If you need only a few kHz of bandwidth on the output, shift (using the "Rotator" block) in frequency first, then resample to a much lower sampling rate.
A few issues with your flow graph:
- It's absolutely not clear what you'd need more than 2 MHz for if you're demodulating something with only 9600 bd – unless your modulation is an extreme spread spectrum modulation (and it's not, it's GMSK, which has a relatively compact spectrum).
- The parametrizations (bandwidth) of your graphical sinks make no sense at all – you might be misunderstanding things! The Nyquist bandwidth of a graphical sink is the sampling rate going into that sink – 25 MHz for the top Qt GUI Frequency sink, 2.4576 MHz for the lower two. So, please, clean that up! It doesn't have any effect on the signal you see, it's only used for labeling the frequency axis.
- There's no daughterboards for the X310 that have adjustable bandwidth – the 120 kHz setting in the USRP Source has no effect at all. If you just want 120 kHz of spectrum, by all means, use a sampling rate close to that. Now, 120 kHz is so extremely low that the USRP X310 can't decimate from its internal ADC rate to that, but if you really just want 120 kHz, well, use a sampling rate of maybe 1 MHz, not 25 MHz.
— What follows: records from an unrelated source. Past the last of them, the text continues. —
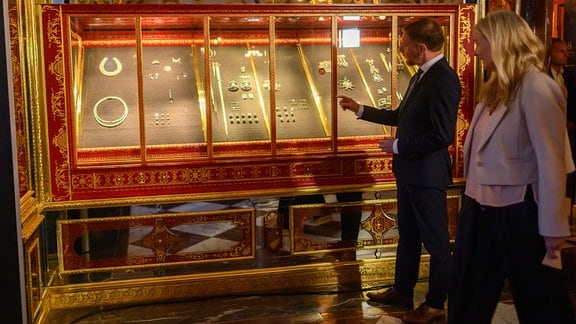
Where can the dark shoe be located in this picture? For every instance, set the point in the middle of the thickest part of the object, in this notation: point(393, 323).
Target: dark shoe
point(392, 297)
point(424, 314)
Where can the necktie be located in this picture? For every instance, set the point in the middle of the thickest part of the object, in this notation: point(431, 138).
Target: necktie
point(413, 82)
point(411, 85)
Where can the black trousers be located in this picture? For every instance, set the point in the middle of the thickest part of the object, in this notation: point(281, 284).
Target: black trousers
point(423, 219)
point(498, 243)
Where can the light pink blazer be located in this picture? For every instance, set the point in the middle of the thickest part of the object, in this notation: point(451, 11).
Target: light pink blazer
point(525, 142)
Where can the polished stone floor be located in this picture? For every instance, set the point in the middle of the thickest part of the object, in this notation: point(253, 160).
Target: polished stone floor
point(345, 308)
point(321, 307)
point(350, 307)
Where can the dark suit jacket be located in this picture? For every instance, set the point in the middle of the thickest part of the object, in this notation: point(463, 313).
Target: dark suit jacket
point(426, 124)
point(569, 76)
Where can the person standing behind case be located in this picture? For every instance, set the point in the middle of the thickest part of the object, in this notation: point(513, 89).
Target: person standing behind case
point(426, 122)
point(557, 60)
point(514, 209)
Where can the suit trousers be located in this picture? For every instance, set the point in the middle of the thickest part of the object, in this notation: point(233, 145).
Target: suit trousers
point(494, 244)
point(423, 219)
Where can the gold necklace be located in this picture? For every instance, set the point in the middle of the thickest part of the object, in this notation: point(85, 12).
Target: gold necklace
point(110, 123)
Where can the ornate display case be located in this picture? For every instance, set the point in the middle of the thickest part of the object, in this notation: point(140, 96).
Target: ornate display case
point(170, 132)
point(179, 103)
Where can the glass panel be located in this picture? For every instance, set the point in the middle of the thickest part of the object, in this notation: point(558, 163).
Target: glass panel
point(364, 64)
point(104, 70)
point(239, 67)
point(303, 66)
point(173, 82)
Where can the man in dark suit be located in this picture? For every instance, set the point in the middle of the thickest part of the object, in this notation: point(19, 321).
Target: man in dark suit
point(565, 76)
point(426, 122)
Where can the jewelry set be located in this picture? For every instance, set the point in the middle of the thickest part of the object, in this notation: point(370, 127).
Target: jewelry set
point(104, 68)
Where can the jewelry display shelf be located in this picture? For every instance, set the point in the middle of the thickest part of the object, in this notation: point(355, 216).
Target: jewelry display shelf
point(177, 103)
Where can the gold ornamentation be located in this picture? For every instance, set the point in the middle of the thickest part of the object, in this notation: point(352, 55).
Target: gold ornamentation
point(160, 240)
point(233, 86)
point(110, 123)
point(246, 85)
point(345, 84)
point(102, 66)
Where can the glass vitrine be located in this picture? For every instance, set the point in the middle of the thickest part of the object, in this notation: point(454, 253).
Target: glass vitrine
point(202, 99)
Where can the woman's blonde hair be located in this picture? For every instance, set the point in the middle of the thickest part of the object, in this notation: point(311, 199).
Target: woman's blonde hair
point(514, 50)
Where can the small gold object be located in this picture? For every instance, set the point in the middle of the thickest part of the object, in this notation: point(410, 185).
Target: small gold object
point(102, 66)
point(110, 123)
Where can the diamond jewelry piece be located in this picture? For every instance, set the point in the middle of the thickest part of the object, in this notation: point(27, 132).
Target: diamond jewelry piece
point(345, 84)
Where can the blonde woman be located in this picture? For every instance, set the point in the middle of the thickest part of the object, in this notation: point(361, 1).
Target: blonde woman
point(514, 211)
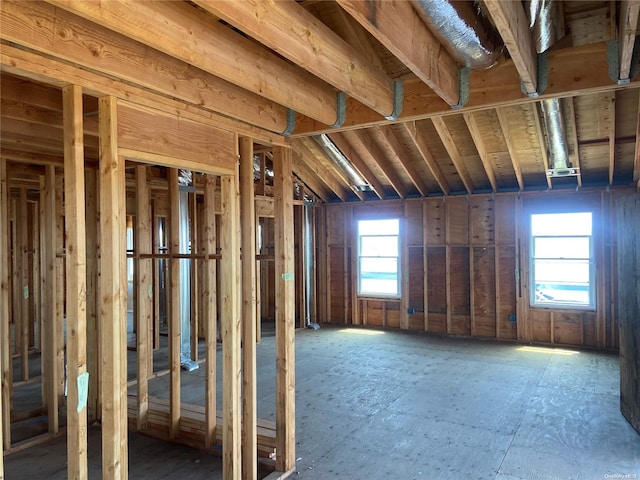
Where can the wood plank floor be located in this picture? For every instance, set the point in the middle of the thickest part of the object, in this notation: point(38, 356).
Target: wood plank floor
point(379, 405)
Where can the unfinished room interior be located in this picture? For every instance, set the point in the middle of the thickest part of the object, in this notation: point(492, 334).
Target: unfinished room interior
point(248, 239)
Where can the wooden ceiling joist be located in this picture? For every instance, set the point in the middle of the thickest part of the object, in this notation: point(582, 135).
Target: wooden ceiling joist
point(131, 61)
point(513, 153)
point(479, 143)
point(184, 32)
point(375, 156)
point(311, 180)
point(450, 145)
point(296, 34)
point(421, 144)
point(511, 21)
point(318, 161)
point(389, 140)
point(627, 31)
point(420, 50)
point(572, 137)
point(343, 145)
point(30, 65)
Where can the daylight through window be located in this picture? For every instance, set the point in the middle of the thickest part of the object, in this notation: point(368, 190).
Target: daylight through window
point(562, 267)
point(379, 258)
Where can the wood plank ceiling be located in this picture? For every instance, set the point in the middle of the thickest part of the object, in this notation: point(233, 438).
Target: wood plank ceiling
point(253, 64)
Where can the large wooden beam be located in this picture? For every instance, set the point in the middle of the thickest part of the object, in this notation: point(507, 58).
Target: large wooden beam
point(478, 141)
point(393, 147)
point(231, 330)
point(452, 149)
point(186, 33)
point(113, 296)
point(511, 21)
point(53, 71)
point(572, 71)
point(155, 137)
point(5, 358)
point(285, 310)
point(513, 153)
point(249, 373)
point(421, 144)
point(144, 296)
point(343, 145)
point(293, 32)
point(210, 308)
point(76, 286)
point(421, 51)
point(627, 31)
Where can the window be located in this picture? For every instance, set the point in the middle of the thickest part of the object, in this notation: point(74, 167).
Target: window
point(379, 258)
point(562, 267)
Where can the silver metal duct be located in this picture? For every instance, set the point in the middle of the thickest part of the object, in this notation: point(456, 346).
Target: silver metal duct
point(342, 162)
point(556, 138)
point(464, 31)
point(546, 23)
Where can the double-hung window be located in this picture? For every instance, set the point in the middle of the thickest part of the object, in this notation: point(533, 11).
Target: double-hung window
point(379, 258)
point(562, 260)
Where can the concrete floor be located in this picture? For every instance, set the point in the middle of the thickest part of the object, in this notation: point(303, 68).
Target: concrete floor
point(379, 405)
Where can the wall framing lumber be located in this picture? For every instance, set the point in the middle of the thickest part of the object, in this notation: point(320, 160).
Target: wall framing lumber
point(113, 296)
point(231, 330)
point(76, 280)
point(93, 307)
point(24, 317)
point(285, 310)
point(49, 288)
point(249, 371)
point(5, 359)
point(144, 295)
point(174, 304)
point(627, 31)
point(209, 309)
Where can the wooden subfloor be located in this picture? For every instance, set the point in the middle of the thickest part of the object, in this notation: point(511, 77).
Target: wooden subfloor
point(380, 405)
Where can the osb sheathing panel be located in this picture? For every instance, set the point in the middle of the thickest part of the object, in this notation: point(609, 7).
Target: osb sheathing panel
point(435, 219)
point(413, 222)
point(481, 220)
point(484, 292)
point(468, 152)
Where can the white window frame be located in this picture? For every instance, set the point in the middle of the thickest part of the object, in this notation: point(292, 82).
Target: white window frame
point(359, 237)
point(562, 305)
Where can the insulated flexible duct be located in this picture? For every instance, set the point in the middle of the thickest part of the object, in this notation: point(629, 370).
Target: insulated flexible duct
point(466, 34)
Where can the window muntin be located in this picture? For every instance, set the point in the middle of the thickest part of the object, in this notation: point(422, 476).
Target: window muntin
point(379, 258)
point(562, 265)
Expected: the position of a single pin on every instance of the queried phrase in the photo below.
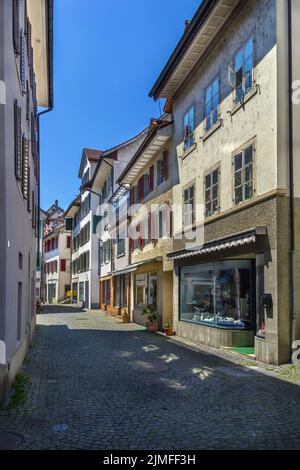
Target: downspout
(291, 180)
(50, 108)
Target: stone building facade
(227, 87)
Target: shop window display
(146, 290)
(217, 294)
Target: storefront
(218, 291)
(152, 287)
(106, 294)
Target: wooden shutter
(25, 166)
(166, 164)
(22, 62)
(141, 240)
(18, 140)
(28, 37)
(150, 226)
(32, 209)
(16, 26)
(132, 196)
(151, 178)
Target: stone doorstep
(232, 356)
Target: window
(217, 294)
(189, 127)
(25, 167)
(146, 290)
(162, 168)
(18, 140)
(20, 260)
(212, 104)
(146, 184)
(211, 190)
(16, 26)
(188, 206)
(243, 71)
(121, 244)
(243, 175)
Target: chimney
(186, 24)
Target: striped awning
(234, 241)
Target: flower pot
(169, 331)
(152, 326)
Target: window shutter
(141, 240)
(16, 26)
(18, 140)
(149, 226)
(25, 167)
(62, 264)
(132, 196)
(28, 191)
(166, 164)
(22, 62)
(152, 178)
(28, 37)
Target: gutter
(291, 180)
(200, 16)
(50, 108)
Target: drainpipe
(291, 180)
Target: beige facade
(150, 178)
(259, 121)
(23, 71)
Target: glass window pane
(207, 195)
(215, 205)
(208, 95)
(238, 161)
(248, 190)
(233, 294)
(215, 176)
(208, 209)
(196, 294)
(238, 195)
(238, 60)
(215, 102)
(191, 119)
(248, 154)
(238, 178)
(216, 87)
(208, 181)
(215, 116)
(249, 49)
(208, 122)
(248, 173)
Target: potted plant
(124, 315)
(169, 330)
(152, 316)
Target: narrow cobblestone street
(96, 383)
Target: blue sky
(107, 56)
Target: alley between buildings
(96, 383)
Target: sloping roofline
(189, 34)
(155, 125)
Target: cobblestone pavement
(98, 384)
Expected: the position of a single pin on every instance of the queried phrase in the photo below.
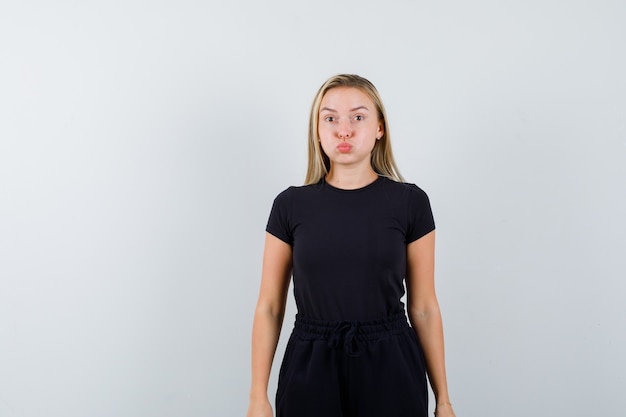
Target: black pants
(352, 369)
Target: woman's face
(348, 126)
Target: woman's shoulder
(403, 187)
(298, 191)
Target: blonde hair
(382, 157)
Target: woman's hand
(260, 408)
(444, 410)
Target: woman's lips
(344, 147)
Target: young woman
(350, 237)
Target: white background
(142, 144)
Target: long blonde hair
(382, 157)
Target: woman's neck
(349, 179)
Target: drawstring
(347, 331)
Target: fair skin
(348, 129)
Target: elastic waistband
(311, 329)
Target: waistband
(349, 333)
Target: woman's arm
(425, 316)
(268, 319)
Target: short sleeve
(421, 220)
(279, 223)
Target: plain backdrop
(143, 142)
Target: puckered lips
(344, 147)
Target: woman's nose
(344, 130)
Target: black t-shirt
(349, 246)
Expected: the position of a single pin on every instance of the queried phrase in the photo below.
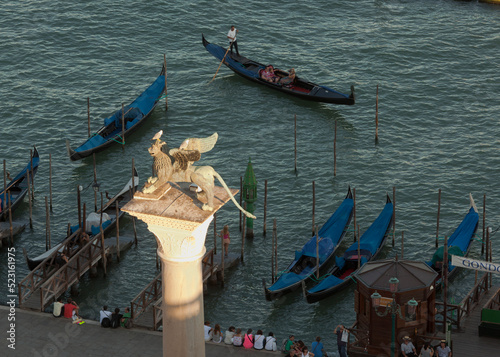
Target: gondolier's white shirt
(232, 34)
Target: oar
(220, 64)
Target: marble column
(174, 215)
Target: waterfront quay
(40, 334)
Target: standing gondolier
(231, 35)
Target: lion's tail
(248, 214)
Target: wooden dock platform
(467, 341)
(45, 283)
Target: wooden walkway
(467, 341)
(44, 284)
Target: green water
(436, 64)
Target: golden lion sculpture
(176, 165)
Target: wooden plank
(468, 342)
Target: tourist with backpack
(287, 345)
(105, 317)
(116, 318)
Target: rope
(119, 142)
(313, 277)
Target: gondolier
(231, 35)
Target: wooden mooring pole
(32, 175)
(222, 257)
(265, 208)
(484, 223)
(118, 230)
(439, 211)
(215, 236)
(317, 253)
(95, 183)
(123, 126)
(28, 178)
(272, 257)
(133, 218)
(7, 194)
(50, 181)
(133, 178)
(335, 151)
(47, 225)
(376, 118)
(243, 237)
(394, 216)
(359, 249)
(402, 245)
(444, 278)
(295, 140)
(354, 209)
(79, 206)
(313, 208)
(4, 203)
(241, 198)
(103, 249)
(83, 227)
(88, 114)
(275, 231)
(166, 94)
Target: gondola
(18, 187)
(133, 115)
(459, 242)
(301, 88)
(370, 245)
(92, 223)
(305, 263)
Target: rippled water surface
(436, 64)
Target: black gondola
(301, 88)
(132, 115)
(18, 187)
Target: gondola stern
(349, 192)
(472, 203)
(204, 40)
(35, 152)
(71, 152)
(267, 293)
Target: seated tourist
(238, 338)
(58, 308)
(105, 317)
(208, 331)
(259, 340)
(228, 340)
(71, 310)
(268, 75)
(271, 342)
(248, 339)
(116, 318)
(126, 320)
(288, 79)
(217, 334)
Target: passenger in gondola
(231, 35)
(268, 74)
(288, 80)
(83, 239)
(61, 259)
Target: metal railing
(157, 314)
(494, 302)
(71, 272)
(457, 313)
(45, 269)
(147, 296)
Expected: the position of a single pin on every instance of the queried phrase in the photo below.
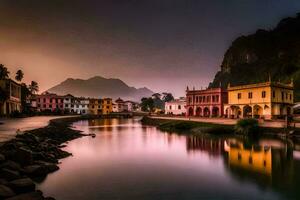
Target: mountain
(100, 87)
(253, 58)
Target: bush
(247, 127)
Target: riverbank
(190, 127)
(31, 156)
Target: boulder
(22, 185)
(6, 192)
(2, 158)
(37, 195)
(9, 164)
(9, 174)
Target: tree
(147, 104)
(167, 97)
(4, 73)
(19, 75)
(33, 87)
(25, 93)
(156, 96)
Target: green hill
(253, 58)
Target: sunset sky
(161, 44)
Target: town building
(176, 107)
(13, 101)
(107, 106)
(205, 103)
(120, 105)
(69, 103)
(95, 106)
(48, 102)
(81, 106)
(262, 100)
(131, 106)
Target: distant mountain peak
(100, 87)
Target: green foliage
(33, 87)
(167, 97)
(19, 75)
(4, 73)
(147, 104)
(247, 127)
(252, 58)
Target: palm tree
(33, 87)
(4, 73)
(19, 75)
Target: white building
(81, 106)
(76, 105)
(131, 106)
(69, 103)
(176, 107)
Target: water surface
(129, 161)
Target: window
(250, 95)
(239, 95)
(208, 98)
(217, 98)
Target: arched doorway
(257, 111)
(247, 110)
(215, 112)
(235, 112)
(206, 112)
(198, 111)
(288, 111)
(191, 111)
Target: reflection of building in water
(258, 159)
(214, 147)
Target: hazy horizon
(163, 45)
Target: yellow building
(13, 100)
(100, 106)
(106, 106)
(95, 106)
(262, 100)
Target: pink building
(206, 103)
(50, 102)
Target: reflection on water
(130, 161)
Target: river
(10, 126)
(129, 161)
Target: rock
(22, 185)
(3, 181)
(11, 165)
(23, 156)
(37, 195)
(9, 174)
(2, 158)
(36, 170)
(6, 192)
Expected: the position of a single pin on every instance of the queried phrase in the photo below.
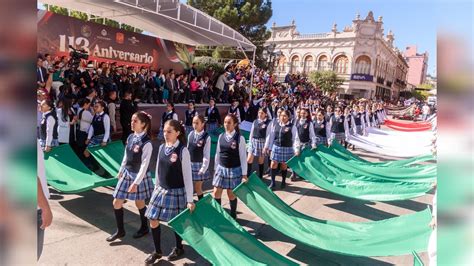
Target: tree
(327, 81)
(247, 17)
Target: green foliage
(247, 17)
(96, 19)
(327, 81)
(185, 57)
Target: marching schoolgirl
(199, 145)
(329, 113)
(48, 126)
(358, 120)
(234, 109)
(213, 117)
(350, 128)
(283, 140)
(99, 131)
(169, 114)
(320, 128)
(338, 127)
(305, 129)
(189, 114)
(258, 134)
(230, 162)
(85, 120)
(174, 187)
(135, 182)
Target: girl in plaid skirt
(170, 114)
(99, 131)
(230, 162)
(49, 126)
(174, 187)
(189, 115)
(338, 127)
(213, 117)
(306, 134)
(258, 134)
(199, 145)
(134, 182)
(284, 140)
(320, 128)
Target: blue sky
(412, 22)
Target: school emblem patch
(174, 157)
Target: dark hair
(83, 102)
(101, 103)
(146, 119)
(67, 103)
(236, 122)
(200, 117)
(178, 127)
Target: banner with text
(104, 43)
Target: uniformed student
(199, 145)
(189, 114)
(358, 121)
(99, 131)
(174, 187)
(230, 162)
(338, 127)
(234, 110)
(320, 128)
(85, 120)
(213, 117)
(258, 134)
(135, 182)
(283, 140)
(306, 136)
(48, 126)
(169, 114)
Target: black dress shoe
(115, 236)
(175, 254)
(151, 259)
(141, 232)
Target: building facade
(418, 65)
(360, 54)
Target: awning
(167, 19)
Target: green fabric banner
(339, 150)
(109, 157)
(390, 237)
(417, 173)
(220, 239)
(309, 166)
(66, 173)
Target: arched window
(341, 64)
(295, 61)
(308, 64)
(362, 65)
(322, 63)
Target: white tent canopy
(167, 19)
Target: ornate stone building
(360, 54)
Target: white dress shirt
(242, 150)
(187, 174)
(206, 153)
(146, 156)
(106, 122)
(271, 137)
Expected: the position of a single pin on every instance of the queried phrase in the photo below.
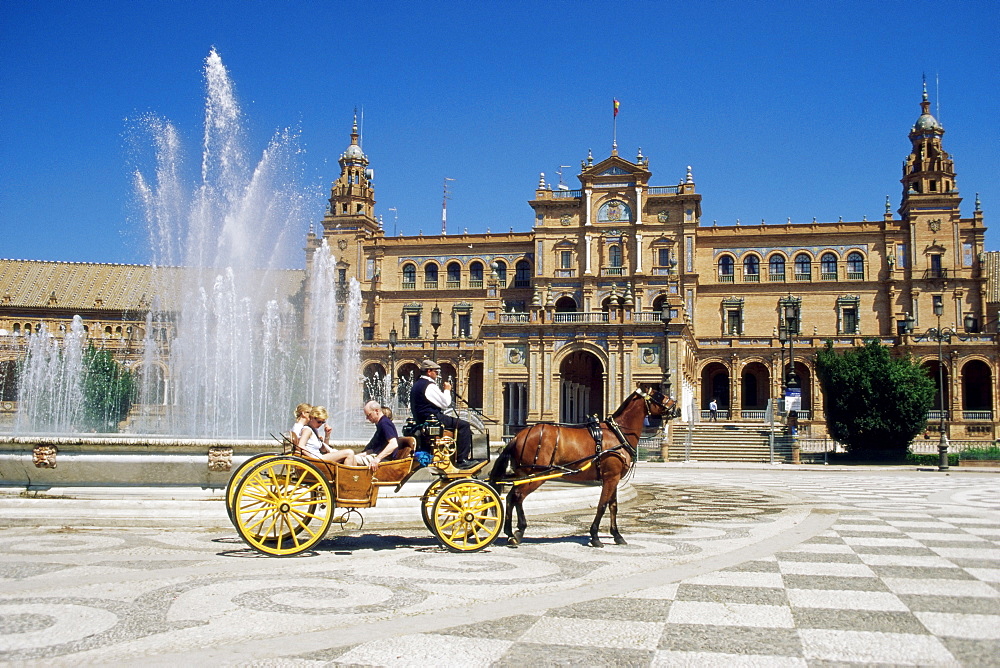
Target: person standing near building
(427, 399)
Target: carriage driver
(385, 441)
(427, 399)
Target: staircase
(729, 442)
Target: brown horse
(547, 450)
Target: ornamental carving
(220, 459)
(44, 456)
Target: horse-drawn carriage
(283, 503)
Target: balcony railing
(581, 317)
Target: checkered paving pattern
(906, 583)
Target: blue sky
(783, 109)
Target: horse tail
(499, 469)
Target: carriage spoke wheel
(427, 503)
(237, 476)
(467, 515)
(283, 506)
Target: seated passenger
(385, 441)
(319, 448)
(301, 417)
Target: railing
(580, 317)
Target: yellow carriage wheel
(427, 502)
(467, 515)
(283, 506)
(237, 475)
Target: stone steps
(728, 442)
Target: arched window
(454, 275)
(501, 268)
(828, 267)
(803, 267)
(726, 268)
(522, 274)
(855, 266)
(430, 275)
(476, 274)
(776, 267)
(410, 276)
(615, 255)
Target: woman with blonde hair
(318, 447)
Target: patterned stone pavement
(770, 567)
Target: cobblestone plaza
(737, 566)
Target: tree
(108, 390)
(875, 403)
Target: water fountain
(239, 358)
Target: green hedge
(931, 460)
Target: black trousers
(463, 435)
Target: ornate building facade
(619, 282)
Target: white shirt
(435, 395)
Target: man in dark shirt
(427, 399)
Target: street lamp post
(435, 323)
(393, 339)
(666, 315)
(791, 327)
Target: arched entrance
(474, 390)
(581, 390)
(977, 388)
(755, 387)
(715, 385)
(375, 386)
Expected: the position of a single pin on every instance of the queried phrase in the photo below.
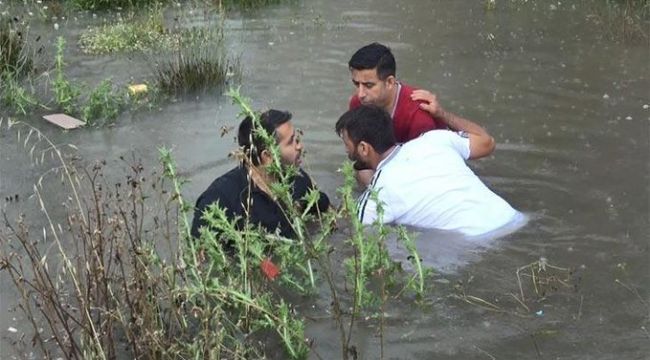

The USRP will internally bandlimit the signal so that it fits into that 1 MHz without aliasing.
So, start with a much, much lower USRP sampling rate. The USRP internally filters in digital domain and decimates, too, so you get the oversampling SNR gain, no matter whether you resample in software or on the USRP. Only that the USRP has an FPGA dedicated to that job, and thus your CPU is free to process the much lower load that a lower rate sample stream means to your application.